L’équivalence des propriétés a , b et c est connue comme le théorème de commutation de J. von Neumann (1929). On peut également donner une définition plus abstraite (due à J. Dixmier et S. Sakai): une algèbre de von Neumann est une C*-algèbre qui, en tant qu’espace normé, est le dual d’un espace de Banach.

Une algèbre de von Neumann commutative s’identifie à l’algèbre des (classes de) fonctions mesurables essentiellement bornées sur un espace mesuré.
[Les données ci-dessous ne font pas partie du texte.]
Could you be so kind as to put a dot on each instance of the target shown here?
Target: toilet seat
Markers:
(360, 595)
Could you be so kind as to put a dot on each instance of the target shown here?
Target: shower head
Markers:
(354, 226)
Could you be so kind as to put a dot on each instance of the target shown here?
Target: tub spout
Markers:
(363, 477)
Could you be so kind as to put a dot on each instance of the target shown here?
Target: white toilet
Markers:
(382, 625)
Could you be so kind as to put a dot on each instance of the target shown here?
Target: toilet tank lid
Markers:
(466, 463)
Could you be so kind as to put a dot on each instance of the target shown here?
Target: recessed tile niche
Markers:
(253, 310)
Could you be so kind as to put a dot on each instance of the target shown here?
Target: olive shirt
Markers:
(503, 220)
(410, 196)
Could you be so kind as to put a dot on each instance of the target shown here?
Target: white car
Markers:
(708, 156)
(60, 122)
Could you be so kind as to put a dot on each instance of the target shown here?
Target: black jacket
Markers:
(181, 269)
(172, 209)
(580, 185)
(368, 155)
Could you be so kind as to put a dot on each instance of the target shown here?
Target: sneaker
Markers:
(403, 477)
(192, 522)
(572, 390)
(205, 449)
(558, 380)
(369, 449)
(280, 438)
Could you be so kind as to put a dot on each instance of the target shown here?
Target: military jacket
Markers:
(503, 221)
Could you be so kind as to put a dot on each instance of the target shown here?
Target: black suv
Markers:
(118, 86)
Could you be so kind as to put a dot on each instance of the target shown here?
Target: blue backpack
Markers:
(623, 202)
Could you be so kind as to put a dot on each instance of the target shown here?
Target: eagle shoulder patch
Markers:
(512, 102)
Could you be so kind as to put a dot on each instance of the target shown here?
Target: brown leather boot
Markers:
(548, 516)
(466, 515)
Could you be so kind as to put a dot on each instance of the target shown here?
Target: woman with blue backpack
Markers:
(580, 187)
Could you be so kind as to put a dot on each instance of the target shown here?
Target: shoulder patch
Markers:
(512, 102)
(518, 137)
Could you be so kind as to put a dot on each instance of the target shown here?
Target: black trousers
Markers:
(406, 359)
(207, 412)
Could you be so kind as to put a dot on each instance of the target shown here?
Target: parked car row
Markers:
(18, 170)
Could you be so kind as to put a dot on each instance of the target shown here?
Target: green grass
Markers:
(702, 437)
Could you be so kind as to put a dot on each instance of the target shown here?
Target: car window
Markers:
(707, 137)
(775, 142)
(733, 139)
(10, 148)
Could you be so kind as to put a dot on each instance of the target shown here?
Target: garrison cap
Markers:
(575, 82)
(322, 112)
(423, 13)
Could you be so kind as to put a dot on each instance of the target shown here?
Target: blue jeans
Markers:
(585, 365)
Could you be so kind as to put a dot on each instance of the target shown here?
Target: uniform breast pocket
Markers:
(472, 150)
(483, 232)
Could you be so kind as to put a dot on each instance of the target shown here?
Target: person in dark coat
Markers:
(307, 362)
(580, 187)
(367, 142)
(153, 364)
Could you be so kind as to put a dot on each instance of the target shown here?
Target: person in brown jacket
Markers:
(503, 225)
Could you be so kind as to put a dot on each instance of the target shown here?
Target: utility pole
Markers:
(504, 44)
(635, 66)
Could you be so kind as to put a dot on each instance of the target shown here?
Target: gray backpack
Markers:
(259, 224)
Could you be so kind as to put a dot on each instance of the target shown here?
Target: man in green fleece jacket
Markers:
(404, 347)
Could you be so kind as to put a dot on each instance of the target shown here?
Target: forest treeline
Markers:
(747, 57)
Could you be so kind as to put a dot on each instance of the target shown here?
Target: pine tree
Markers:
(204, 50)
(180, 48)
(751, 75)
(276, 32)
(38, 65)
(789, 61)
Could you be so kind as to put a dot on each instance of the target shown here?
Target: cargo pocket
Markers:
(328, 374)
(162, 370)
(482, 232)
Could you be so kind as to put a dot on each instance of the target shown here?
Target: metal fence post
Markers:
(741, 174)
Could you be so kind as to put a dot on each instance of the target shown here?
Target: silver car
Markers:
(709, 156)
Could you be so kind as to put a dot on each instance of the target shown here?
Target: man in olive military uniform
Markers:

Sur toute algèbre de von Neumann, le calcul fonctionnel des C*-algèbres se prolonge en un calcul fonctionnel borélien.

Pour poursuivre l’analogie du paragraphe précédent, les algèbres de von Neumann sont des "espaces mesurés non commutatifs" et leur théorie, une "théorie de la mesure non commutative"; elle fait un usage systématique de fonctionnelles non bornées, analogues aux mesures dites s-finies, appelées traces et poids : ce sont des fonctionnelles positives, densément définies, respectant les limites croissantes.

Les traces sont celles de ces fonctionnelles sous lesquelles commute toute paire d’éléments dans leur domaine. À partir d’elles, les initiateurs de la théorie, F. J. Murray et J. von Neumann, avaient classé ces algèbres en trois types: type I, ou discrètes (dont la théorie se ramène plus ou moins au cas commutatif); type II, ou continues et à trace (celles qui ne sont pas discrètes mais possèdent suffisamment de traces); type III, ou purement infinies (celles qui ne possèdent aucune trace). Ils avaient également démontré un résultat d’unicité remarquable: celle d’une algèbre de von Neumann continue, à trace finie, à centre trivial, qui soit limite inductive d’algèbres de matrices (théorème d’unicité du facteur hyperfini de type II1, 1943).

La connaissance de la structure des algèbres de von Neumann a fait des progrès remarquables. D’abord avec la théorie de M. Tomita qui associe à tout poids un groupe à un paramètre d’automorphismes, le groupe modulaire, mesurant exactement son degré de non-commutativité; ensuite avec la classification de A. Connes (dont les travaux sur les algèbres de von Neumann et les C*-algèbres ont été consacrés par une médaille Fields en 1982), fondée sur le caractère intrinsèque du groupe modulaire, qui fournit, pour le type III, des invariants affinant la typologie de Murray et von Neumann, puis généralise le théorème d’unicité du facteur hyperfini en montrant que, pour toute une catégorie d’algèbres de von Neumann (à une exception près, celles des algèbres dont le centre est trivial et qui sont limite inductive d’algèbres de matrices), il s’agit d’invariants complets, c’est-à-dire caractérisant l’algèbre à isomorphisme près.